Using less matrices with BLAS

I'm quite new to BLAS (using OpenBLAS with C++ and VisualStudio)

I know dgemm performs C <- alpha * op(A) * op(B) + beta * C

I was trying to save some allocation doing this: B <- 1 * op(A) * op(B) + 0 * B

In other words, putting the result in the B matrix,

BUT making beta = 0 and repeating B in the position of C, results in a zero answer.

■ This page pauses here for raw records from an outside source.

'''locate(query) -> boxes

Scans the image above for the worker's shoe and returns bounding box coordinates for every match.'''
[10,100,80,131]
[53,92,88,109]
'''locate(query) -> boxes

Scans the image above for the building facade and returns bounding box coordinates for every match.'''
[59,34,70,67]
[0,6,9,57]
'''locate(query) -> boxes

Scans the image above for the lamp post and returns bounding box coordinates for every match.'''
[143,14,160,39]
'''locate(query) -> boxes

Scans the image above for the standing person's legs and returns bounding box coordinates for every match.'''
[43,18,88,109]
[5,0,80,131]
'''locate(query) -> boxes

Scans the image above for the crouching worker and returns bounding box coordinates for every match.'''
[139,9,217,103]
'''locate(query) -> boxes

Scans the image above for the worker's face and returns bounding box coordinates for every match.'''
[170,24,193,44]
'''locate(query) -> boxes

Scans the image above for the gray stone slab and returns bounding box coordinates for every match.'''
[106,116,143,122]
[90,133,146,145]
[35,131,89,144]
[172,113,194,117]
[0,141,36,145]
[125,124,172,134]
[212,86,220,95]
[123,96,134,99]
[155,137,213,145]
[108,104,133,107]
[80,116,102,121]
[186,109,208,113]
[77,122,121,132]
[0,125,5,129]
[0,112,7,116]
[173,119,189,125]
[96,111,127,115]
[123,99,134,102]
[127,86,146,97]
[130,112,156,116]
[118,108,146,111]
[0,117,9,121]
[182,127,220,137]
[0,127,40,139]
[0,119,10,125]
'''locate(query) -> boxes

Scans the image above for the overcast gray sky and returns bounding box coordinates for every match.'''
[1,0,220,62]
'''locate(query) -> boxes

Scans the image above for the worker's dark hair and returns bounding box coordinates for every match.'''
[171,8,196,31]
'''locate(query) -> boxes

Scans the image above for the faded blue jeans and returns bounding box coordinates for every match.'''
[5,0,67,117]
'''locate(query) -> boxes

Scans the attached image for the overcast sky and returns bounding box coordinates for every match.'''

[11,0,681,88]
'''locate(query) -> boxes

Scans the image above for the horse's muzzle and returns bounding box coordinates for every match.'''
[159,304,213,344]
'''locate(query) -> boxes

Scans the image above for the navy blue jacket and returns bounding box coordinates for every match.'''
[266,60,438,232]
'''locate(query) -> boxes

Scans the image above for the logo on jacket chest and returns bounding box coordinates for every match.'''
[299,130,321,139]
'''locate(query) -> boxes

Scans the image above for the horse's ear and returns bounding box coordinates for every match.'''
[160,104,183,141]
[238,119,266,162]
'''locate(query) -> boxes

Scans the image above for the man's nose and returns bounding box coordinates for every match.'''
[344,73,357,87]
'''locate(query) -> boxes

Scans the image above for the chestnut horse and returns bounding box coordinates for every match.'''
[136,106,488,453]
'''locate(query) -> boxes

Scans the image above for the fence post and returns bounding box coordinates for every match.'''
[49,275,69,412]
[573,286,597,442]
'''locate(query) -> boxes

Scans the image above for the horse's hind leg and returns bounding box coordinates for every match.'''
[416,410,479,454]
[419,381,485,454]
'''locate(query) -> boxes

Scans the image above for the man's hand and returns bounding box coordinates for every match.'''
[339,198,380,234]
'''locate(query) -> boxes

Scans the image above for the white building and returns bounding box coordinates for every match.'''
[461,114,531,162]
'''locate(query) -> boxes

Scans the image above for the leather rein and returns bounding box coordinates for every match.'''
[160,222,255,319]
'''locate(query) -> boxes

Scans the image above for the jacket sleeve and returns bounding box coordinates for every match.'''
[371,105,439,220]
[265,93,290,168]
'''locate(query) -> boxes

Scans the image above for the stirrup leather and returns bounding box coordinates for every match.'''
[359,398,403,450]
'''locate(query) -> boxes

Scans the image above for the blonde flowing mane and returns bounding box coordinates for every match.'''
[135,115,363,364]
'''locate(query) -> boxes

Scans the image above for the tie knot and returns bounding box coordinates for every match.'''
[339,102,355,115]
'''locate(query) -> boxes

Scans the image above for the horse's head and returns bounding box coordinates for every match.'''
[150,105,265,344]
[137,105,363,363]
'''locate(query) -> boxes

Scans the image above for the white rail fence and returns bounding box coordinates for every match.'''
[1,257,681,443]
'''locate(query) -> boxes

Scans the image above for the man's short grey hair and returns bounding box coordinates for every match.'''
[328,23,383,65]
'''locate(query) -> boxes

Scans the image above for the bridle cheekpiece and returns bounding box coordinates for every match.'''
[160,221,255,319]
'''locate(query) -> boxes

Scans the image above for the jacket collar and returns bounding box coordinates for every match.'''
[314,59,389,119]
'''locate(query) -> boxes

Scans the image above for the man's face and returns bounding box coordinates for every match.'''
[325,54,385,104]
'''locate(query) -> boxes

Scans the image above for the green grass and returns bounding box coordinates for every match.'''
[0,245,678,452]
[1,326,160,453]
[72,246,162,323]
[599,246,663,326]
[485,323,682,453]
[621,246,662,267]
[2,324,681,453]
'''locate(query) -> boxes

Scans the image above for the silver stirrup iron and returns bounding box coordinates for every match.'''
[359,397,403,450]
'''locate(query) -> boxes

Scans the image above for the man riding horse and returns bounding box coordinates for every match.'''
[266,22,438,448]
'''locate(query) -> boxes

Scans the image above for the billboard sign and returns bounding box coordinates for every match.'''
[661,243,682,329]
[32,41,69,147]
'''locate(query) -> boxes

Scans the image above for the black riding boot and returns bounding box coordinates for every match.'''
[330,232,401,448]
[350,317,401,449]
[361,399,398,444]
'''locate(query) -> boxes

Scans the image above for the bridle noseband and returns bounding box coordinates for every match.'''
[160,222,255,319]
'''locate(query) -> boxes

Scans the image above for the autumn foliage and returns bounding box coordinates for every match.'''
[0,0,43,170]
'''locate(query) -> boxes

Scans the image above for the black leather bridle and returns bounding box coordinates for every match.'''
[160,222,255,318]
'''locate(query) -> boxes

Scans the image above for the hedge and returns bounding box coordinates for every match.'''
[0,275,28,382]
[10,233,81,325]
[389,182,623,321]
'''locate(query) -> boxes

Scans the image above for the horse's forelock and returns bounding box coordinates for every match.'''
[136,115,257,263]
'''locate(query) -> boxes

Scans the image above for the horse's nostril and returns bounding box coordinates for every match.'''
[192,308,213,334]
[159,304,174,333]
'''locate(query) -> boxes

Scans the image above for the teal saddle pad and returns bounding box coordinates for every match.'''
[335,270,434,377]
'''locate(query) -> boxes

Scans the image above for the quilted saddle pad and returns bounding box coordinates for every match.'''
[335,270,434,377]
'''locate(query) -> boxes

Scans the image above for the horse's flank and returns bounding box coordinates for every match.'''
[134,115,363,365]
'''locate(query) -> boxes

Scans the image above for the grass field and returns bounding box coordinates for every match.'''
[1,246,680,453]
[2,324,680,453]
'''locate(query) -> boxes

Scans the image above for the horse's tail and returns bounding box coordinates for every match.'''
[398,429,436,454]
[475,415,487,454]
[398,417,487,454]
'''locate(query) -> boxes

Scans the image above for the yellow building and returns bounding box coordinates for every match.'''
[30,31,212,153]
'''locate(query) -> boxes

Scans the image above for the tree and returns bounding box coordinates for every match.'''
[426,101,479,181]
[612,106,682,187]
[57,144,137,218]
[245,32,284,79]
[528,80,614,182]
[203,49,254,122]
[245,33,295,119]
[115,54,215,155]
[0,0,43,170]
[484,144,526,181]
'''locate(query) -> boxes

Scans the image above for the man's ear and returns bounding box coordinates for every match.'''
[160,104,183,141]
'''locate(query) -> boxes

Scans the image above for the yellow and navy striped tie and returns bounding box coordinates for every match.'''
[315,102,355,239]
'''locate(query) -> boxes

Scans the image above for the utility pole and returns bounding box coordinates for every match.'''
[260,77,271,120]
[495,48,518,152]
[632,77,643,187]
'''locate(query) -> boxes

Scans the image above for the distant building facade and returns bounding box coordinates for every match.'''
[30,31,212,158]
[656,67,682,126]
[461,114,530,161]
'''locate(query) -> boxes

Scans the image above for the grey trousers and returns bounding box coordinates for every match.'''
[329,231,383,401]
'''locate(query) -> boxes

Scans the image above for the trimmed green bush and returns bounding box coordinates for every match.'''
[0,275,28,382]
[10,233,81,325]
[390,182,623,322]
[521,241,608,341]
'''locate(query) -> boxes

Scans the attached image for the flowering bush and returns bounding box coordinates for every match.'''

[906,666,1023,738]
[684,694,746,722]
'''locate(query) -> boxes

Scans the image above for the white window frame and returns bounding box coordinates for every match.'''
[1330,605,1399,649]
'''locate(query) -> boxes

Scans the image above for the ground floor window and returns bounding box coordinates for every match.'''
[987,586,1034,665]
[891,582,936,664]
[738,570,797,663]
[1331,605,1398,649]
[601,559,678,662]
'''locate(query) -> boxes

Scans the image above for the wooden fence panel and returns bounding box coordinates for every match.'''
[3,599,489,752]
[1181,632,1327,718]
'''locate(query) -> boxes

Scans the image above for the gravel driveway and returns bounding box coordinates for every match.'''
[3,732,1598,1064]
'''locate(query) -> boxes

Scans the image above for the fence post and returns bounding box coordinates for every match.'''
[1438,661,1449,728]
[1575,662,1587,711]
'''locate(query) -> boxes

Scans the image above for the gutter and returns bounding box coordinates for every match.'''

Is there a way to make it right?

The code that I'm using:

double* A = new double [3*3]; //3 rows x 3 columns

A[0] = 8;
A[1] = 3;
A[2] = 4;
A[3] = 1;
A[4] = 5;
A[5] = 9;
A[6] = 6;
A[7] = 7;
A[8] = 2;

double* v = new double[3]; //3 rows x 1 column

v[0] = 3;
v[1] = 5;
v[2] = 2;

double* foo = new double[3]; //3 rows x 1 column

cblas_dgemm(CblasColMajor, CblasNoTrans, CblasNoTrans,
    3, 1, 3,
    1,
    A, 3,
    v, 3,
    0,
    foo, 3); // makes foo = [41 ; 48 ; 61], **right**

cblas_dgemm(CblasColMajor, CblasTrans, CblasTrans,
    3, 1, 3,
    1,
    A, 3,
    v, 3,
    0,
    v, 3); // makes v = [0 ; 0 ; 0], **wrong**

Solution

BLAS dgemm function documentation states that only the C matrix parameter is for both input and output, being overwritten by the operation result. As B is defined just for input, BLAS implementations can assume that it shouldn't be modified.

Setting B and C to the same data pointer could be triggering some error verification on the implementation you're using, returning the zeroed result to indicate that.